July 15, 2025
Observability vs. Monitoring: What's the Difference?
The terms 'monitoring' and 'observability' are often used interchangeably, but they represent two different approaches to understanding a system's health. Knowing the difference is key to building truly resilient applications.
For years, monitoring has been the standard for tracking system health. But as systems become more complex and distributed, a new approach—observability—has become essential.
Monitoring: The Known Unknowns
Monitoring is about watching for pre-defined problems. You set up checks and dashboards for things you already know might go wrong:
- Is the server's CPU usage too high?
- Is the database responding?
- Is there enough disk space?
This is a "known unknowns" approach. You anticipate potential failure modes and create alerts for them. It's effective for predictable issues but falls short when unexpected problems arise.

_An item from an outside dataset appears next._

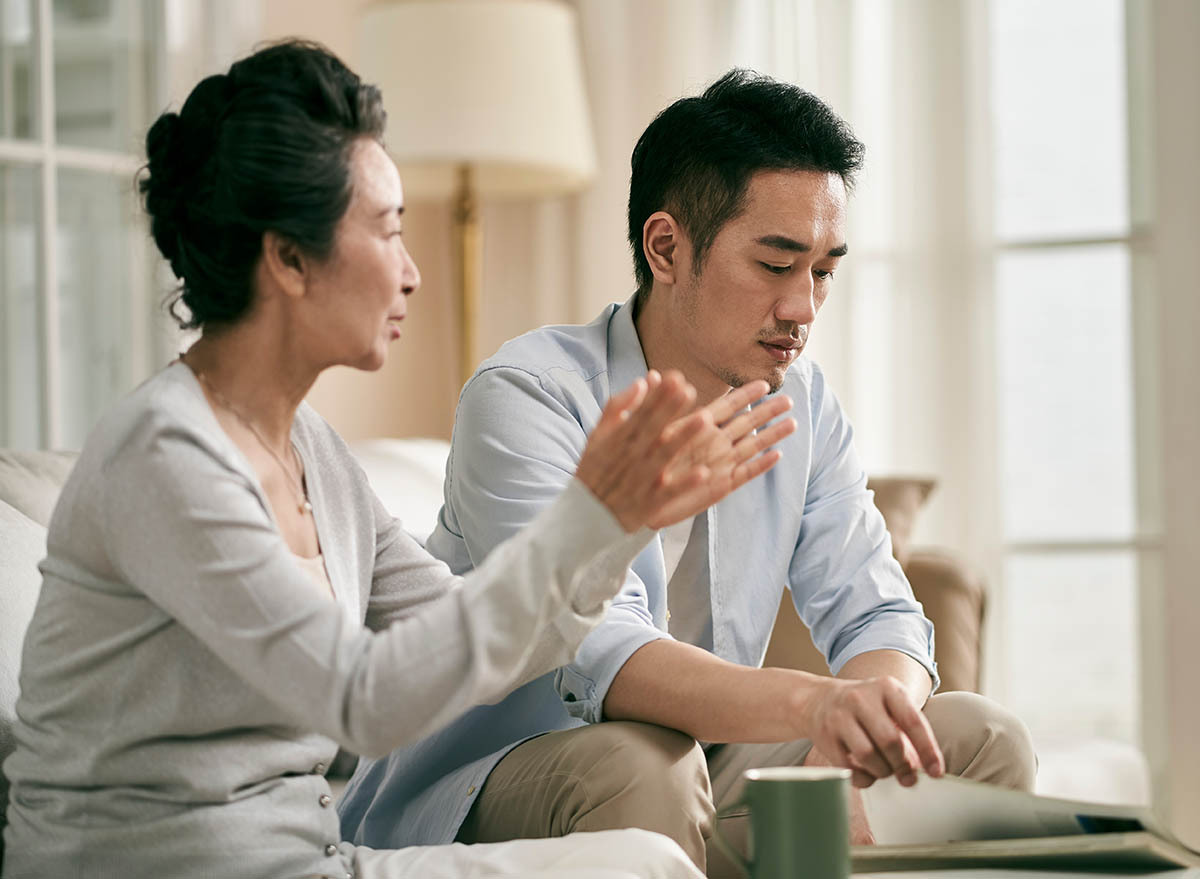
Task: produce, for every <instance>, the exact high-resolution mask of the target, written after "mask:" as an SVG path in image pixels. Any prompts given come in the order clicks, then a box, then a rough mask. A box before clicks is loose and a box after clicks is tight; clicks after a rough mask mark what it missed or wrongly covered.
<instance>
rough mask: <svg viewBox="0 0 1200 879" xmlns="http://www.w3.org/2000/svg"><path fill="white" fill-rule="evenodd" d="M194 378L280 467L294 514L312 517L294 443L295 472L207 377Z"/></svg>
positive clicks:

Observability: The Unknown Unknowns
Observability, on the other hand, is about being able to answer questions you didn't know you needed to ask. It's about exploring your system's behavior to understand the root cause of novel problems—the "unknown unknowns."
An observable system is one that generates rich, detailed data about its internal state, built on three pillars:
- Metrics: Aggregated numerical data that tells you *what* is happening (e.g., request rates, error counts).
- Logs: Timestamped records of discrete events, providing context and detail.
- Traces: A detailed view of a single request or transaction as it moves through all the different services in your system.
With observability, you don't just get an alert that something is wrong; you get the data you need to ask why it's wrong, even if you've never seen that particular failure before. It's the difference between having a smoke alarm and having a full diagnostics toolkit.